Skip to content

Python: Count Unique Values in a List (4 Ways)

Python Count Unique Items in a List Cover Image

In this tutorial, you’ll learn how to use Python to count unique values in a list. You’ll also learn what the fastest way to do this is! You’ll learn how to accomplish this using a naive, brute-force method, the collections module, using the set() function, as well as using numpy. We’ll close off the tutorial by exploring which of these methods is the fastest to make sure you’re getting the best performance out of your script.

The Quick Answer: Use Python Sets

# Using sets to count unique values in a list
list = ['apple', 'orage', 'apple', 'banana', 'apple', 'apple', 'orange', 'grape', 'grape', 'apple']

num_values = len(set(list))
print(num_values)

# Returns 5

Why count unique values?

Python lists are a useful built-in data structure! One of the perks that they offer is the ability to have duplicate items within them.

There may be many times when you may to count unique values contained within a list. For example, if you receive data in a list that tracks the number of log in into a site, you could determine how many unique people actually logged in.

Using Collections to Count Unique Values in a List

The built-in collections module can be used to count unique values in a list. The module has a built-in object called Counter that returns a dictionary-like object with the unique values as keys and the number of occurrences for values.

Because of this, we can counts the number of keys to count the number of unique values.

Tip! Want to learn more about the Python collections module and its Counter class? Check out my in-depth tutorial here, where you’ll learn how to count occurrences of a substring in a string.

Let’s see how we can use the Counter object to count unique values in a Python list:

# Use Counter from collections to count unique values in a Python list
list = ['apple', 'orage', 'apple', 'banana', 'apple', 'apple', 'orange', 'grape', 'grape', 'apple']

from collections import Counter

counter_object = Counter(list)
keys = counter_object.keys()
num_values = len(keys)

print(num_values)

# Returns 5

Let’s see what we’ve done here:

  1. We passed our list into the Counter object to create a unique object
  2. We get the keys using the .keys() attribute
  3. Finally, we get the length of that new object

We can make this much easier to write by simply chaining the process together, as shown below.

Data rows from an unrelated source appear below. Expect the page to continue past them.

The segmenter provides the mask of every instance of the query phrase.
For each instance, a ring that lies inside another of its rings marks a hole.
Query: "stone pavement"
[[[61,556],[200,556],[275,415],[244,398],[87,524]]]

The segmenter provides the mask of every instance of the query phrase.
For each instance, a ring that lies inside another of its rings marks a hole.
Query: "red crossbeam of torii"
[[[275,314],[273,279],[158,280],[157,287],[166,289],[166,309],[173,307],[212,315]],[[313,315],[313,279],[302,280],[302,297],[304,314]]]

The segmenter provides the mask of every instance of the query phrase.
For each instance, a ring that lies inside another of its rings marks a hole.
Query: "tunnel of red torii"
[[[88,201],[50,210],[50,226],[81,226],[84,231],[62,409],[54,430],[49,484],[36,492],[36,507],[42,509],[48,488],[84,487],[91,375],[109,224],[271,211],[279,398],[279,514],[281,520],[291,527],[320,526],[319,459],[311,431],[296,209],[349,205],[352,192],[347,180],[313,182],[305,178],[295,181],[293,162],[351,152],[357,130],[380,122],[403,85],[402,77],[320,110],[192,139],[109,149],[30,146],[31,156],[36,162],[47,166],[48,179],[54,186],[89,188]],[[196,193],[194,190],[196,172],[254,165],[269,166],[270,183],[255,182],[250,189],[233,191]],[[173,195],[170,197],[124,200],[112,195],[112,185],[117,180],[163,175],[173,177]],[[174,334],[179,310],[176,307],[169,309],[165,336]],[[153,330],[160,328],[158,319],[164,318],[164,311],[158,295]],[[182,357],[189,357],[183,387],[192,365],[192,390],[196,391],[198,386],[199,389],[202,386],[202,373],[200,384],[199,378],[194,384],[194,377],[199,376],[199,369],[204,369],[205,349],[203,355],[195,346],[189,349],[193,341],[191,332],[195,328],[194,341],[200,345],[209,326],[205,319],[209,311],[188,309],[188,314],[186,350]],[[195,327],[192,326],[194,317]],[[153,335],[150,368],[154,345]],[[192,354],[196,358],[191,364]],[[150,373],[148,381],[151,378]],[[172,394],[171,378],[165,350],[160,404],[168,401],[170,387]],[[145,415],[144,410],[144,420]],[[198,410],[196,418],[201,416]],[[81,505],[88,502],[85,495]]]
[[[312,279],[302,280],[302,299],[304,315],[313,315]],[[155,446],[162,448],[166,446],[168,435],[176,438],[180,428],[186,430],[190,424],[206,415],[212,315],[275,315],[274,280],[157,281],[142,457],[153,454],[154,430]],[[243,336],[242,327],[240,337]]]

# Using Counter from collections to count unique values in a list
list = ['apple', 'orage', 'apple', 'banana', 'apple', 'apple', 'orange', 'grape', 'grape', 'apple']

from collections import Counter

num_values = len(Counter(list).keys())
print(num_values)

# Returns 5

This process returns the same thing, but is much quicker to write!

Using Sets to Count Unique Values in a Python List

Another built-in data structure from Python are sets. One of the things that separate sets from lists is that they can only contain unique values.

Python comes built with a set() function that lets you create a set based on something being passed into the function as a parameter. When we pass a list into the function, it turns the list into a set, thereby stripping out duplicate values.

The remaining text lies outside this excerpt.